Frequently Asked Questions#
Can Langfuse be used without LangChain?
Yes. This is one of Langfuse's primary selling points. It supports native SDKs for Python and JavaScript/TypeScript, OpenTelemetry integration, and callbacks for LangChain and LlamaIndex. Any application can be instrumented without using LangChain. The framework-agnostic design is why many teams choose Langfuse over LangSmith for non-LangChain stacks.
How does Langfuse handle sensitive data in traces?
Langfuse stores full input and output content by default. For sensitive applications, it provides masking and filtering capabilities that can redact PII from traces before storage. The self-hosted deployment eliminates the data transmission concern for organizations with strict data handling requirements, as all trace data stays within the organization's own infrastructure.

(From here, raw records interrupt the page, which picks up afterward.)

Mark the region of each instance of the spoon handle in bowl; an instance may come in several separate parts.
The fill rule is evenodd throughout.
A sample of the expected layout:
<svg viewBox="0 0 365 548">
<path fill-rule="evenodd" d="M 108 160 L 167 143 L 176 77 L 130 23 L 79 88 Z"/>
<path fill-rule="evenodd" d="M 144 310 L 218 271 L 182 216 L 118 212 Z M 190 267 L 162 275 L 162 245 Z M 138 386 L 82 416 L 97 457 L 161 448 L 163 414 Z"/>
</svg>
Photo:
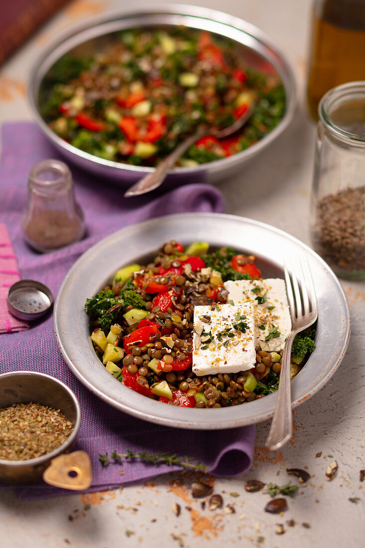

What databases does Langfuse require?
Langfuse uses PostgreSQL for transactional data (trace metadata, scores, prompts, users) and ClickHouse for analytics queries. The ClickHouse requirement exists because LLM trace analytics — filtering billions of trace events, aggregating scores, comparing prompt versions — requires a column-oriented analytics database that PostgreSQL cannot efficiently handle at scale.
Does Langfuse support real-time alerting?
As of early 2026, Langfuse focuses on analytical observability rather than real-time alerting. For real-time alerts on production failures, teams typically combine Langfuse's trace data with standard application monitoring tools (PagerDuty, Grafana) through webhooks or custom integrations. The Langfuse team has indicated alerting capabilities are on their roadmap.
How does Langfuse's prompt management compare to dedicated prompt engineering tools?
Langfuse's prompt management is designed for teams that want versioning and A/B testing integrated with their observability workflow. Dedicated prompt engineering tools may offer richer collaborative editing features. For most production teams, Langfuse's integrated approach provides sufficient prompt management capability alongside observability without requiring a separate tool. The key advantage is that prompt version data is directly linked to trace and evaluation data, enabling impact analysis that separate tools cannot provide.